L’operazione sarebbe tra le più grandi degli ultimi anni sulla piattaforma continentale del Regno Unito. Secondo il quotidiano norvegese DN, l’accordo potrebbe essere finalizzato già alla fine dell’anno in corso.
Le attività erano originariamente ottenute nel 2013 dal produttore petrolifero canadese Nexen. Le attività di Equinor sono anche dotate delle cosiddette perdite fiscali, il che significa che il proprietario dei giacimenti può compensare le perdite passate con le future spese fiscali.
“In linea di principio, non commentiamo mai voci e speculazioni”, ha dichiarato un portavoce di Equinor alla Reuters, interpellato sull’affare. Anche CNOOC ha rifiutato di commentare.
A marzo, la Reuters aveva riferito che CNOOC aveva ingaggiato Bank of America per iniziare a preparare una vendita formale delle sue attività nel Mare del Nord, raccogliendo potenzialmente più di 3 miliardi di dollari. Sicuramente il momento della vendita è ottimale, con l’Europa nella stretta di una crisi energetica che ha mandato i prezzi alle stelle. L’acquisto è poi strategico perché nel “Giardino di casa” della Norvegia, il Mare del Nord, cove Equinor ha già le strutture necessarie allo sfruttameno.

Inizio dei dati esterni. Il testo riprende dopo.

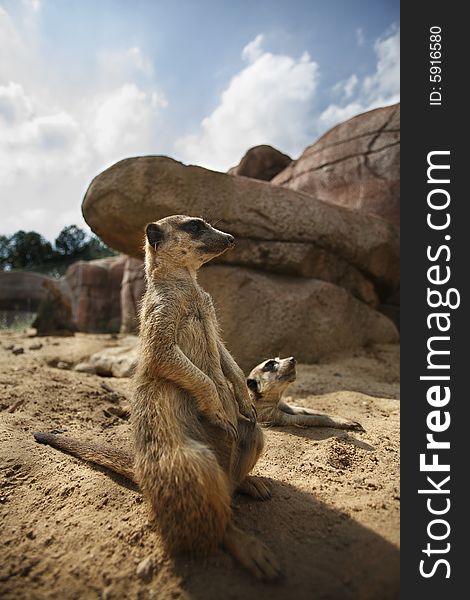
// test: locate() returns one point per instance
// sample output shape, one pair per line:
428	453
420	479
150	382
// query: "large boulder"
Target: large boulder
269	315
94	289
261	162
122	199
301	260
22	290
117	361
355	164
54	316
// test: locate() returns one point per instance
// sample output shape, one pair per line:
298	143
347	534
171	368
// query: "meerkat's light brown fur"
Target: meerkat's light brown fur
195	432
268	381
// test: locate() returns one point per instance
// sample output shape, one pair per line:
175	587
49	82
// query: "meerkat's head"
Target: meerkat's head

Negli Stati Uniti, le fusioni e acquisizioni stanno lentamente iniziando a riprendersi, con Enverus che ha notato che le fusioni e le acquisizioni hanno raggiunto un ritmo di 16 miliardi di dollari nel terzo trimestre, il più alto di quest’anno.
Nel suo rapporto trimestrale, Enverus rileva che il 3° trimestre è stato il più attivo dell’anno nel settore del petrolio e del gas. Tuttavia, il valore delle transazioni nei primi nove mesi è stato di soli 36 miliardi di dollari, molto meno dei 56 miliardi di dollari registrati nello stesso periodo dell’anno scorso.
“Le società stanno utilizzando la liquidità generata dai prezzi elevati delle materie prime per pagare il debito e ricompensare gli azionisti piuttosto che cercare acquisizioni. Gli investitori sembrano ancora scettici nei confronti delle operazioni di fusione e acquisizione delle società pubbliche e chiedono al management di rispettare standard elevati. Gli investitori vogliono che le acquisizioni abbiano un prezzo favorevole rispetto al titolo dell’acquirente su metriche di rendimento chiave come il rendimento del flusso di cassa libero per dare un aumento immediato ai dividendi e ai riacquisti di azioni“, ha dichiarato a Reuters Andrew Dittmar, direttore di Enverus.